Thursday, December 24, 2015
Fall Shoes: An Essay by Elena Harap
Centre Street in the Jamaica Plain neighborhood of Boston, an August afternoon: on the sidewalk outside a storefront full of elegant high-heeled shoes and boots, a sandwich board announces Fall Shoes Arriving Daily. In the daze of late summer, a parade approaches me––brand-new sling-backs, platform shoes, patent leather slippers, alligator pumps, silver stilettos, suede winter boots––down the sidewalk with a steady click and tap. Must be coming from the Post Office, I think; they’ve vaulted out of their packing cases to head straight for the shoe store.
Pair by pair, the New Fall Shoes process sociably along, past the toy store, the yoga studio, the barber shop.
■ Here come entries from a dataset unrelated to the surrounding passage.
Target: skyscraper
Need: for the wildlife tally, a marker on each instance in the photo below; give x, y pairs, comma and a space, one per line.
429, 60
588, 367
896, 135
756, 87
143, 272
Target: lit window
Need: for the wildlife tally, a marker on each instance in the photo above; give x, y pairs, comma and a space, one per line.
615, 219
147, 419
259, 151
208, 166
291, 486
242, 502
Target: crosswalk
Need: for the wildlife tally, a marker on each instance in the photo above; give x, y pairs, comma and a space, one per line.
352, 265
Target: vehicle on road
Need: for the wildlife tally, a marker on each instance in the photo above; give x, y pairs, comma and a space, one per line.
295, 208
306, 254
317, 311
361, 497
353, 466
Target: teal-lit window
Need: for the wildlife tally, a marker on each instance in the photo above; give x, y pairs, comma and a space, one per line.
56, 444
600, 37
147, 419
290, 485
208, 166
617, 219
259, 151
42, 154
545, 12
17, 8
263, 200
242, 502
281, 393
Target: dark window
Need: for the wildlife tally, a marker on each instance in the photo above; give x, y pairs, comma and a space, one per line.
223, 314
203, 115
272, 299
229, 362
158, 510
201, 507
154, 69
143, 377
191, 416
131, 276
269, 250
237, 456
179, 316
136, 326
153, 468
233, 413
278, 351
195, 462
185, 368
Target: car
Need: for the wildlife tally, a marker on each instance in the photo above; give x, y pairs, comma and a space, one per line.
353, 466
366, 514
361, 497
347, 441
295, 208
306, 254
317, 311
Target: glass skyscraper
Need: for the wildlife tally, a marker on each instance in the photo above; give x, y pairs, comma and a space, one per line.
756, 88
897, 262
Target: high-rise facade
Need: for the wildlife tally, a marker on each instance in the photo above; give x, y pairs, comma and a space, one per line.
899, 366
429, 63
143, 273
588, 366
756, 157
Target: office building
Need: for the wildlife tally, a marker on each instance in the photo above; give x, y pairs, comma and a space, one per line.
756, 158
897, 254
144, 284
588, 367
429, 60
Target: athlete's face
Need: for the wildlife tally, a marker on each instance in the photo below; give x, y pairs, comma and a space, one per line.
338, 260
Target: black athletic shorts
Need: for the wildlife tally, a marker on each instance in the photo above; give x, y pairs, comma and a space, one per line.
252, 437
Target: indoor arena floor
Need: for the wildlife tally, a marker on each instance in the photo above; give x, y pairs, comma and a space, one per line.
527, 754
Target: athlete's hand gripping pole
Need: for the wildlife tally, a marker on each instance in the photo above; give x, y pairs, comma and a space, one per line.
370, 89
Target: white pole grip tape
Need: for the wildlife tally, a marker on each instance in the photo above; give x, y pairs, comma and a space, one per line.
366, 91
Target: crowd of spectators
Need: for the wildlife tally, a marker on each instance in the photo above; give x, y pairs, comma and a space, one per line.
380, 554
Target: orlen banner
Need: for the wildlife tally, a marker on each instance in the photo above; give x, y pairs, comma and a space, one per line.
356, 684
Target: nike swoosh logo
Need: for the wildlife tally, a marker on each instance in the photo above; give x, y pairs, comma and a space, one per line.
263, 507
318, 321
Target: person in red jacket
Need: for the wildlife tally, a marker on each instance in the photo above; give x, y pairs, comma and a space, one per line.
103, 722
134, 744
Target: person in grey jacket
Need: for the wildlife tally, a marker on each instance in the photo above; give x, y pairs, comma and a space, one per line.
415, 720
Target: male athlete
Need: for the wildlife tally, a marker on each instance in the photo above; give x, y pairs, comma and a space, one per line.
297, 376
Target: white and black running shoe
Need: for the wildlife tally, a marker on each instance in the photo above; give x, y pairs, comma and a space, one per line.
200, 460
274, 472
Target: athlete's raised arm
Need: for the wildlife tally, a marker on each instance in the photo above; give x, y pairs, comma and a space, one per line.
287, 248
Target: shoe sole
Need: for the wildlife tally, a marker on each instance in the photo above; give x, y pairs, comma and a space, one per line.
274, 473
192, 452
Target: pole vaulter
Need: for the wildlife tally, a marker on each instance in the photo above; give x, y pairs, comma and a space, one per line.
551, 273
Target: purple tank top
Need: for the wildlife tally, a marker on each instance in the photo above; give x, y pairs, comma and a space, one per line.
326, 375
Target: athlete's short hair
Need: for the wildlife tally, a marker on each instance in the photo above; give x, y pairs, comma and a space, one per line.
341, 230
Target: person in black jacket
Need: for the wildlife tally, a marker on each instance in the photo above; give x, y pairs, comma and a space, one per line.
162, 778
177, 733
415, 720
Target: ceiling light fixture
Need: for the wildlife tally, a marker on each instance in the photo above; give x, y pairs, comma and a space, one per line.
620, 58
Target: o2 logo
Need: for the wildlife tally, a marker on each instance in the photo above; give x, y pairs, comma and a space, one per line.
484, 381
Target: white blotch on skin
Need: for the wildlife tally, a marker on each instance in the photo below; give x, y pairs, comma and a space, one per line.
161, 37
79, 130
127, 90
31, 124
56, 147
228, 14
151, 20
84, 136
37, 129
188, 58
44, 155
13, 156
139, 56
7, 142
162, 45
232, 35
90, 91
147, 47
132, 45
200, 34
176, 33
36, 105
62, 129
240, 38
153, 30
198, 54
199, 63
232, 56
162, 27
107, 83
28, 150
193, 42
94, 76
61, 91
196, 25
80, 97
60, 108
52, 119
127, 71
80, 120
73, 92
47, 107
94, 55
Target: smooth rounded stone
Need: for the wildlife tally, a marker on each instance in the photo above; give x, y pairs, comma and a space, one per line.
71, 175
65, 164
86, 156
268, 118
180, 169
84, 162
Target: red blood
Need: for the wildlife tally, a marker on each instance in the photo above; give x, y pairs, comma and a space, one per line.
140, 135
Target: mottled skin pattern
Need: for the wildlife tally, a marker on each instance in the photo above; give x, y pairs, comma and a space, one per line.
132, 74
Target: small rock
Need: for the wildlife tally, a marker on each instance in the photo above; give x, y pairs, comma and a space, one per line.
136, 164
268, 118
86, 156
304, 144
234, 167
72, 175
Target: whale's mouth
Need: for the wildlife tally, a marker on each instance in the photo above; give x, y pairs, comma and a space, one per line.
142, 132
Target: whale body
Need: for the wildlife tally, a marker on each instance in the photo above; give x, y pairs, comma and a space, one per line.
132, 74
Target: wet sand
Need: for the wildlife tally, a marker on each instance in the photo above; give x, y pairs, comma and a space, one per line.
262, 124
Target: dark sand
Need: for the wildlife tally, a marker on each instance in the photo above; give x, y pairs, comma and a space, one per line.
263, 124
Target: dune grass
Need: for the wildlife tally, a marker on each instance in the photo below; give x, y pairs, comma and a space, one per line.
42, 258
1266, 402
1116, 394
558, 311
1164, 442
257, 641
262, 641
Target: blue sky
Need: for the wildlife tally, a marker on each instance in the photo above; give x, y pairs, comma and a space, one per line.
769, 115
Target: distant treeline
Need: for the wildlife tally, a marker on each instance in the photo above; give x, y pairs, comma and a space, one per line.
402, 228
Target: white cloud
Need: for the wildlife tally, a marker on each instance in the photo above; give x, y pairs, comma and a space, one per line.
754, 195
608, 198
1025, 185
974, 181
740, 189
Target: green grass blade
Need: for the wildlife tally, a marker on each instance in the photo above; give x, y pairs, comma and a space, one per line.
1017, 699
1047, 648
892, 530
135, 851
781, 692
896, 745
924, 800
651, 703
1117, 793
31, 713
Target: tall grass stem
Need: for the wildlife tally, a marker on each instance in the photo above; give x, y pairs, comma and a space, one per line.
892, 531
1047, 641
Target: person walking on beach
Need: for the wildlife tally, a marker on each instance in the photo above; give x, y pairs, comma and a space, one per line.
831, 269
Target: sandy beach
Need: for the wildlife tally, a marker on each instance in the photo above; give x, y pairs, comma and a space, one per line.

Maybe they are making appraising remarks about ordinary pedestrians’ dusty sneakers and unfashionably blunt-toed pumps; they sneer at my sockless feet in square-cut Birkenstock sandals. ”At least she ought to paint her toenails,” they chatter, in French, Italian, Hebrew, and Chinese; do shoes speak an international language, converse in Esperanto?
They disappear into the dark alcove of the shoe store doorway, tappity-tap, tappity-tap, leaving me out on the sidewalk with shoppers, kids in strollers, office workers returning to their cubicles, couples on their way to a late lunch. A vision of high fashion has passed among us and vanished, to reemerge on the feet of stylish Boston women. Trudging home in my sandals, in a different foot-world, I ponder: how does one walk and dance, balanced on those tapered heels?
In subsequent walks on Centre Street, I observe the sandwich board continuing to announce new arrivals. I see in the bold black letters the turning of the seasons, a call that demands some response, just as the crying of Canada geese in their great V, flying south, demands that I run outdoors and see them off.
And so I greet them: Welcome, Fall Shoes, as you sashay down the street, broadcasting your glamour, drumming your challenge in the tapping of your heels, reminding us—It’s a new season, ladies! Streamline your toes, be sexy and daring, risk your accustomed balance. Next time I’m going to enter the shadowed doorway and get introduced. I’ve already borrowed my granddaughter’s toenail polish. Any day now, I might be arriving somewhere—chic, au courant, sophisticated, in my new fall shoes.